No objection is made to section 3, providing for the payment of a license fee of $25, and therefore we have not considered it.

Much of what has been said in regard to the power of the council to require a license is applicable to the provisions of section á, requiring the licensee to obtain a “permit” from the commissioner of health before removing the contents of any privy vault, etc. This does not, and was not intended to, give that officer a veto power over the action of the common council in granting a license. Nor does it give him any arbitrary discretion by which to withhold a permit from a suitable person properly equipped to do the work. City v. Lawton, 61 Minn. 537, 63 N. W. 1112. This provision is not materially different, either in substance or purpose, from those found in many ordinances on other subjects; for example, requiring a permit from some officer, such as building inspector or city engineer, before doing certain work, such as erecting or repairing a building, doing a job of plumbing, making connection with a sewer, and the like. We are not aware that the validity of such provisions has ever been successfully disputed.
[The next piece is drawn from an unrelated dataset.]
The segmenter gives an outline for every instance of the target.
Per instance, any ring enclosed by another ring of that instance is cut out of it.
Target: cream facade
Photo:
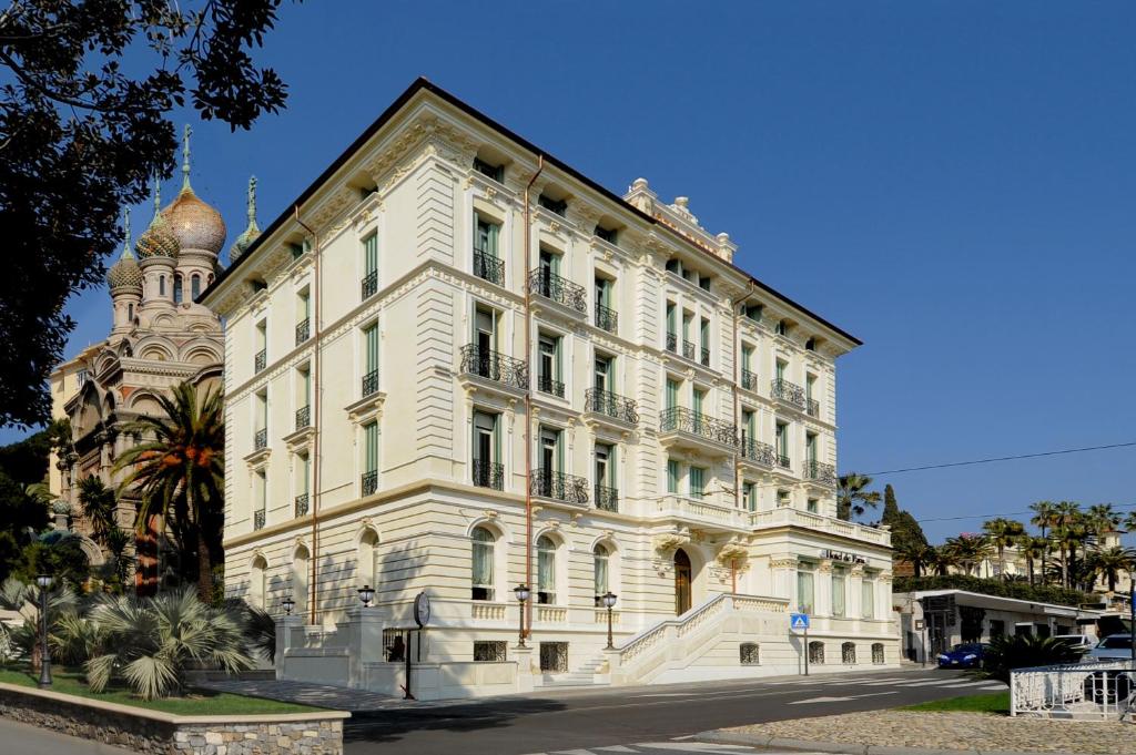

The object in requiring a permit from the commissioner of health is to insure that the scavenger is properly equipped to do the particular job in hand; that it will be done at a proper time; and, what is perhaps more important than anything else, that the commissioner of health may know when and where the work is to be done, so that he may supervise it, and see that it is performed in accordance with the rules and regulations on the subject. It is suggested that the commissioner of health might arbitrarily refuse a permit, in which case the applicant’s only remedy would be by *270mandamus, to compel him to issue it, which would, under ordinary circumstances, be so inadequate as to amount to no remedy at all. This might be true in many other cases where a public officer refuses to do his duty, but this is no reason for holding a law or ordinance invalid. The subject, involving, as it does, the public health, is one which necessarily requires very stringent, and even somewhat drastic, rules and regulations. Moreover, the presumption is that every public officer will perform his duty.

Our conclusion is that none of the objections urged against the validity of the ordinance are well taken, and that the decision of the district court must be affirmed, and the relator remanded to the custody of the respondent. So ordered.